“Real beauty is neither in garden nor landscape, but in the relation of both to the individual, that what we are seeking is not only a scenic setting for pool and fountain and parterre, but a background for life” (Sitwell 1909, 39). While still under construction, the garden of Villa La Pietra became the setting for the Actons’ life: a place of rest and recreation, where their children could grow up, “a cloistered refuge from the battle of life”, but also a place to “to give pleasure to others and to share the pleasure of one’s friends” (Sitwell 1909, 46-47, 87-88).
In the garden of Villa La Pietra, Hortense and Arthur cultivated friendships and organized shows, parties and receptions, which were attended by illustrious Italian and foreign personalities such as Queen Sofia of Prussia, Tamara de Lempicka, Francesca d’Orsay, Irene Langhorne Gibson, Misia Sert, Lewis Einstein, Ernesto Fabbri, Umberto Brunelleschi, the Sitwells, the Antinoris, the Costantinis, the Guicciardinis, and many others.

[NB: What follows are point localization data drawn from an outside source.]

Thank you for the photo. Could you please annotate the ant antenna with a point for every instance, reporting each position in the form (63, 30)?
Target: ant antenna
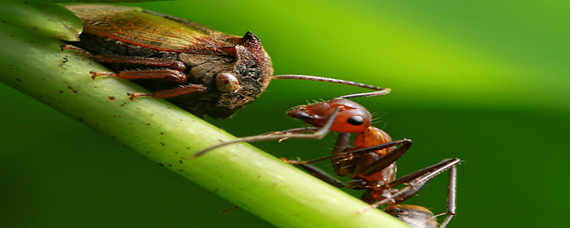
(379, 91)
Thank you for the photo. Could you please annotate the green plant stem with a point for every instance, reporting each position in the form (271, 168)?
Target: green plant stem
(253, 180)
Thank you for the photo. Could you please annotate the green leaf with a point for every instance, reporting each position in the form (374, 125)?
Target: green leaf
(253, 180)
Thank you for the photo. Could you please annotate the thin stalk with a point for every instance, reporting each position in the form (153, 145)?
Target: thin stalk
(252, 179)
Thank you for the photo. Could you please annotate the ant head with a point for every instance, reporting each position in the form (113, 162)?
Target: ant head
(351, 118)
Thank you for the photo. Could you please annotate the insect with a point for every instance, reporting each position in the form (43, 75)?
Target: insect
(203, 71)
(370, 163)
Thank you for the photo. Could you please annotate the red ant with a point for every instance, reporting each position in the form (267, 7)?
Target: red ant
(371, 163)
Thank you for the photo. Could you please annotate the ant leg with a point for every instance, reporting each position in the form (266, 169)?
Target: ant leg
(419, 179)
(378, 90)
(316, 135)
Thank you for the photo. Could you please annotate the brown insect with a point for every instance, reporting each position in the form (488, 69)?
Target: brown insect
(201, 70)
(370, 163)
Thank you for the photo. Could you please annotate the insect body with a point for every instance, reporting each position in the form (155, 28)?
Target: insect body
(201, 70)
(371, 163)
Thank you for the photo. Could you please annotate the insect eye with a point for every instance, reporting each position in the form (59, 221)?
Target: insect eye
(355, 120)
(226, 82)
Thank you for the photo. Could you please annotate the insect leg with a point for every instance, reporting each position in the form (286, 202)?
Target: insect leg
(419, 179)
(316, 135)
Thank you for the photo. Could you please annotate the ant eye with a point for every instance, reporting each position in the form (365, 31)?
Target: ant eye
(226, 82)
(355, 120)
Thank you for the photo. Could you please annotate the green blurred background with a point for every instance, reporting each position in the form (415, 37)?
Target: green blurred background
(485, 81)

La Pietra was also a fertile place of agricultural production: the farmland that to this day surrounds the Acton Mitchell residence employed many workers (permanent farmer-gardeners and other workers brought in as needed), and the cultivations in the vegetable garden – called Pomario – ensured the family and the sharecroppers always had vegetables and fruit. The numerous potted citrus plants were protected from the harsh winter temperatures in the eighteenth-century Limonaia and were praised for their color, scent and aesthetic value. La Pietra, then as now, was not an inert place, but a pulsating reality, which grew and transformed with the changing of the seasons, turning the Acton Mitchell residence into “a page from an old romance, a scene in fairyland, a gateway through which imagination lifted above the sombre realities of life may pass into a world of dreams” (Sitwell 1909, 47).
The 1920s represent the moment of the definitive affirmation and fame of Villa La Pietra and its garden. In 1922 La Pietra appeared in the pages of Villas of Florence and Tuscany by the American scholar Harold Donaldson Eberlein, alongside illustrious villas, such as Poggio a Caiano, Villa Palmieri and Corsi Salviati (Eberlein 1922, 323-41). In 1925 the splendid, illustrated volume Italian Gardens of the Renaissance by two young architects, John Shepherd and Geoffrey Jellicoe, was published: also in this case the garden of Villa La Pietra was placed, with photographs and drawings, in the chapter dedicated to Renaissance villas (Shepherd Jellicoe 1925, 106-08).
A few years later, American landscape architect Rose Standish Nichols described Hortense and Arthur’s residence as one of the best examples of an Italian Pleasure Garden in the peninsula: “few Florentine villas can boast of so many characteristic attractions as La Pietra “. (Standish Nichols 1928, 118-22) Even Italian scholars soon recognized the garden’s importance: high-quality photographs commissioned by the Acton Mitchells from the Brogis were shown at the impressive exhibition Mostra del Giardino Italiano held in Palazzo Vecchio (curated by Ugo Ojetti, Carlo Gamba and Nello Tarchiani) in the spring of 1931. For the occasion, the garden was opened to the public, together with Villa Gamberaia, Palmieri, Salviati and the famous Medici residences of Careggi, Petraia and Castello.
Just as Hortense and Arthur had traveled the peninsula to discover the Old Italian Gardens, in 1931 Villa La Pietra became a “pilgrimage” destination for garden lovers: Villa La Pietra’s garden itself had become an Old Italian Garden.